THE flechette, a small dart-like projectile, has been of interest to military weapons designers for decades because of its ballistic performance and penetration.
Flechettes have been used in everything from 12-gauge shotgun shells to artillery rounds to rockets carried by helicopter gunships. As an example, the U.S. 105mm XM580E1 “Beehive” rounds—so called because of the buzzing sound they made as they traveled toward their targets—contained 9,000 eight-grain flechettes! For gunship use, the Hydra 70 70mm rocket may use an anti-personnel warhead that contains 96 flechettes.
Many readers are probably familiar with the 12-gauge flechette loads used by the USMC and U.S. Navy SEALs in Vietnam. They found that the flechettes were more stable and had better penetration at longer ranges.
Other projects involving the use of flechette rounds have included the SPIW (Special Purpose Individual Weapon) that lasted for years and attempted to develop a U.S. military rifle firing multiple projectiles. Another weapon designed for use with flechette rounds was the CAWS (Close Assault Weapon System), an assault shotgun that fired flechettes in the SCIMTR load.
Reportedly, Picatinny Arsenal was heavily involved in development of the various flechette rounds. Whirlpool, of appliance fame, was also involved in developing and producing various types of flechette rounds.
As far as I can tell, research was devoted more to the use of flechette rounds in artillery and rockets rather than in shotgun shells, though 12-gauge rounds certainly saw some use.

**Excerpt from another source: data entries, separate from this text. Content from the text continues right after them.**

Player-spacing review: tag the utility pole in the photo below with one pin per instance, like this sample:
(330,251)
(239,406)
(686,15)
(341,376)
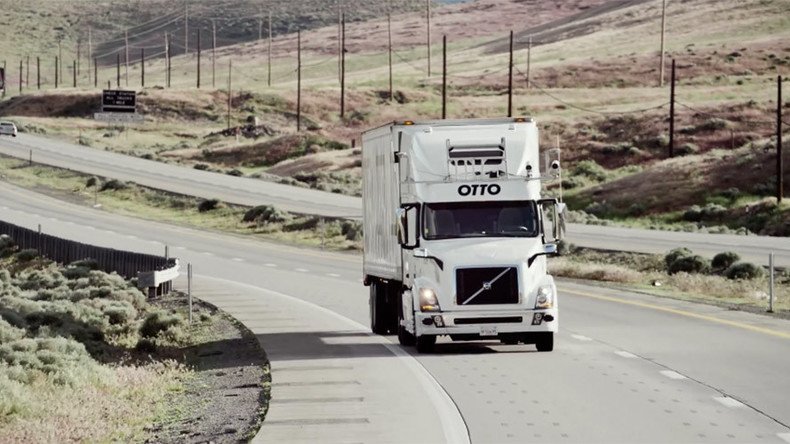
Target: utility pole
(198,58)
(60,58)
(126,50)
(90,54)
(167,60)
(663,32)
(343,66)
(389,46)
(269,79)
(529,63)
(672,113)
(444,77)
(213,53)
(428,20)
(186,28)
(510,80)
(298,81)
(339,39)
(779,165)
(230,88)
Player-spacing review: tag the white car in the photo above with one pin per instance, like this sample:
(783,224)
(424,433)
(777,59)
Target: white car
(8,128)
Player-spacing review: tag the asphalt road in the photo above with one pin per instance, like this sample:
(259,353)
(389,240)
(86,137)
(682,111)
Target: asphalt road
(626,367)
(251,192)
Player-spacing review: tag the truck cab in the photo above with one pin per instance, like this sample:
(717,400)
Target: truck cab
(457,234)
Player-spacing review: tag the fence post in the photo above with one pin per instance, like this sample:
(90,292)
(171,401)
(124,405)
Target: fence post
(771,283)
(189,289)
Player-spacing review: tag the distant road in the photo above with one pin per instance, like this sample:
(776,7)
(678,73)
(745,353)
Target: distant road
(245,191)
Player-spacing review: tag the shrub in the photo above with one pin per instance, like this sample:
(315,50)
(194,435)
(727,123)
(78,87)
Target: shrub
(208,205)
(676,254)
(686,149)
(591,170)
(114,185)
(158,322)
(723,261)
(27,255)
(351,229)
(266,213)
(743,271)
(690,264)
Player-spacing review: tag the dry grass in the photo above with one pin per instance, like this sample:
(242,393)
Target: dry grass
(636,271)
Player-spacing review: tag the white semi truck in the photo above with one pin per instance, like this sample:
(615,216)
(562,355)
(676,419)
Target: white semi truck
(456,233)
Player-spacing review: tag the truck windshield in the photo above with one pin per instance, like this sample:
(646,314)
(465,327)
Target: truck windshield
(480,219)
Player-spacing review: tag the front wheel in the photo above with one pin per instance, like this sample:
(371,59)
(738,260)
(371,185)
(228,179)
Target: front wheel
(425,343)
(545,342)
(404,337)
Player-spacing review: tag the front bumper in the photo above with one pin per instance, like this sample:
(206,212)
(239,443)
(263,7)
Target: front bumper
(487,323)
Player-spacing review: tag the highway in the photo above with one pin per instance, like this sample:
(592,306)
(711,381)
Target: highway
(246,191)
(626,367)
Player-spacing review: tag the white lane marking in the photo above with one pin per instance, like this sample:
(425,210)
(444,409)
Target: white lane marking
(672,375)
(625,354)
(453,425)
(728,402)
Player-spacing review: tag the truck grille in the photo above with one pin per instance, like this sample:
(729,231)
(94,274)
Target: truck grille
(480,286)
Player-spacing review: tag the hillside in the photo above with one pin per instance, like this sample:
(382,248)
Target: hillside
(593,87)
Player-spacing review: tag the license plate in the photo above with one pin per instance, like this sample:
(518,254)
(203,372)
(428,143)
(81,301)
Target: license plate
(488,331)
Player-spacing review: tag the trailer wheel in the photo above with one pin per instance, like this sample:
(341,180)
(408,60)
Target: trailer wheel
(425,343)
(545,342)
(378,309)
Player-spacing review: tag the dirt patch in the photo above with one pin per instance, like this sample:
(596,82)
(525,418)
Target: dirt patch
(227,398)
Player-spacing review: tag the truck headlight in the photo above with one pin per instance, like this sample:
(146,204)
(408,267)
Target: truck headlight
(428,300)
(545,298)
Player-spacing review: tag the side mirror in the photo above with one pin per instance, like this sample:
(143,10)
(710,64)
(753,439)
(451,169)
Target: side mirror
(407,226)
(401,222)
(552,220)
(548,250)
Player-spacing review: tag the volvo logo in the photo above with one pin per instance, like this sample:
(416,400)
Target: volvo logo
(479,190)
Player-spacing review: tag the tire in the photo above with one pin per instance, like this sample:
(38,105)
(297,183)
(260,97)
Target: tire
(377,309)
(404,337)
(545,342)
(425,343)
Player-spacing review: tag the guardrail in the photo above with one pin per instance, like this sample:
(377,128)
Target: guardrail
(154,273)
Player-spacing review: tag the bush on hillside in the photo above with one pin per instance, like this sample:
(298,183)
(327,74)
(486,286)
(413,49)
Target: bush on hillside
(723,261)
(690,264)
(744,271)
(676,254)
(208,205)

Since I’ve collected military shotguns and ammunition for many years, I picked up quite a few Vietnam-era flechette rounds at gun shows and ammunition collector’s shows over the years. Today they are collector’s items, but in the day they were common enough that I fired a few of them and found pretty much what those who used them in Vietnam had.
At longer ranges, even out past 100 yards, they patterned far better than buckshot. When firing in heavy brush or vegetation, the flechettes were likely to get deflected. Penetration at close range was normally not as good as with 00 buckshot.
I became interested in flechette loads for shotguns again when I was told there has been some military interest in the flechette sabot shotgun load from Sabot Designs LLC. I decided to test them.
The cartridge uses a patented M1A8 sabot, which places all the flechettes pointing forward. This is noteworthy because many flechette shotgun rounds in the past placed some of the flechettes with the point rearward to stagger them for better fit in the shell. Though theoretically they would turn and stabilize in flight, this was not always the case.
Other advantages of the flechette sabot load are that the sabot maintains a concentric coaxial cluster that eliminates deformation of the flechettes as they travel down the bore and also protects the shotgun’s bore from scoring. By protecting the flechettes from the effects of gases as they leave the barrel, the sabot also reduces dispersion of the flechettes as they travel to the target.
Sabot Designs also uses a new patented flechette, emphasis on “new,” since some flechette shotgun shells have been loaded using surplus flechettes from artillery or other munitions. The newly made flechettes are hardened, with sharper concentric points, stronger shafts, and thicker fins. All these factors contribute to more consistent performance. Each shell contains 19 flechettes.
Because of the sabot, the flechettes in a Sabot Designs round perform like a slug until the sabot has left the barrel and the flechettes are released. It is recommended that ghost ring or optical sights be zeroed at 20 meters with oneounce slugs for best performance with the flechette sabot load.
Cylinder bore pump-action shotguns are recommended, though Sabot Designs is working on a load for selfloading shotguns.
For testing the Sabot Designs ammunition, I used a Remington 870 Police model with cylinder bore. I wanted to test pattern, penetration, accuracy and effect of intervening brush on the ability of the flechettes to hit a target.
First, I set up a 1/8-inch piece of fiberboard at 15 yards and fired one round. The spread covered the board well, with all flechettes impacting the board. All also penetrated, though some punched through like tiny arrows, while others tumbled and penetrated sideways. All would have been “unpleasant” on flesh.
I tried single shots on cardboard targets set up at 25 and 35 yards and found that, as advertised, patterns held well at the longer distances.
To test penetration, I set up a piece of ¾-inch plywood. At 15 yards, some of the flechettes punched through and some lodged in the plywood. For comparison, I followed up with a round of 00 buckshot, which punched through with full-diameter holes.
For my final test, I set up a “man” target amid fairly heavy brush and fired a round. As my previous experience indicated and as I expected, the brush deflected many of the flechettes. However, six of the 19 punched through the target, some tumbling and penetrating on their sides and some punching straight through. The sabot also penetrated at the base of the neck, which would have contributed to stopping effect.
The Sabot Designs ammunition performed well. Sabots are at their best for longer-range engagement without intervening impediments. Patterns are good and retain consistency at longer ranges than most buckshot loads. Penetration seems good on soft targets based on my tests and the ballistic gel photos Sabot Designs sent me.